A folk and roots music powerhouse, Quarrington has had long musical associations with such notable performers as Joe Hall, Daisy DeBolt, Brent Titcomb, Willie P. Bennett, Rick Fielding, Laura Smith and Mose Scarlett.  Although he’s most widely known as a brilliant guitar virtuoso, Quarrington has always written songs as well. Most recently, in 2012, he showcased his remarkable skill as a songwriter in two solo recordings of his own material, First Set and Gathering Place: Songs Of Toronto.

Quarrington’s songs are thoughtful, literate, and well-crafted: they display a unique musical style, with unusual twists and turns, both in melody and emotion. Some are funny, some tender and lyrical. He has penned tributes to such musical heroes as Django Reinhardt, Hank Williams, and Lonnie Johnson, and wistful tunes like “The Waltz We Never Quite Danced.” There’s a bluesy tinge to his singing voice that’s both captivating and memorable.

Quarrington has always enjoyed playing jazz, and that’s been the main thrust of his live playing in the ‘90s and 2000s. He’s released 15 jazz recordings as a bandleader or co-leader, and appears on dozens more as a sideman.

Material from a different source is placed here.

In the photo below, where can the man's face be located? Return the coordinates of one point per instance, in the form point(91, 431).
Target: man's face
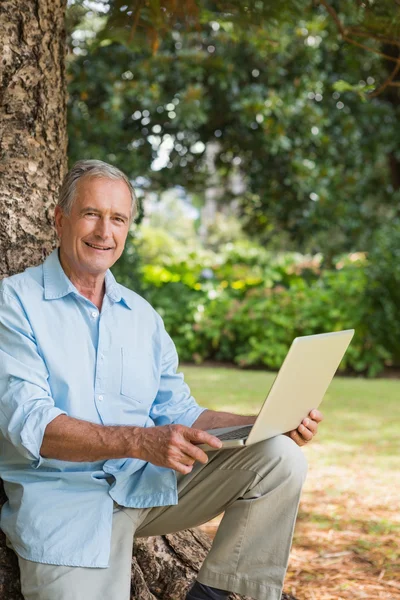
point(92, 236)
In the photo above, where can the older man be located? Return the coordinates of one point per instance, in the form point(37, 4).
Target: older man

Two of his first jazz releases were One Bright Morning (1998) and Deep River (2000). One of the most celebrated was 2002’s Group of Seven Suite, an extended jazz work based on the group’s paintings. The recording, released by CBC Jazz Records, features many other artists, including Jane Bunnett on sax and flute, and Jane Siberry on vocals. Quarrington has been pleased to be able to present this work at the Art Gallery of Ontario, the McMichael Canadian Collection, and Hart House, where many of the paintings reside. Other recent jazz recordings involve Order of Canada inductee Don Thompson, Jaymz Bee, the Yiddish Swingtet, violinist San Murata, and his own trio, Swing Street.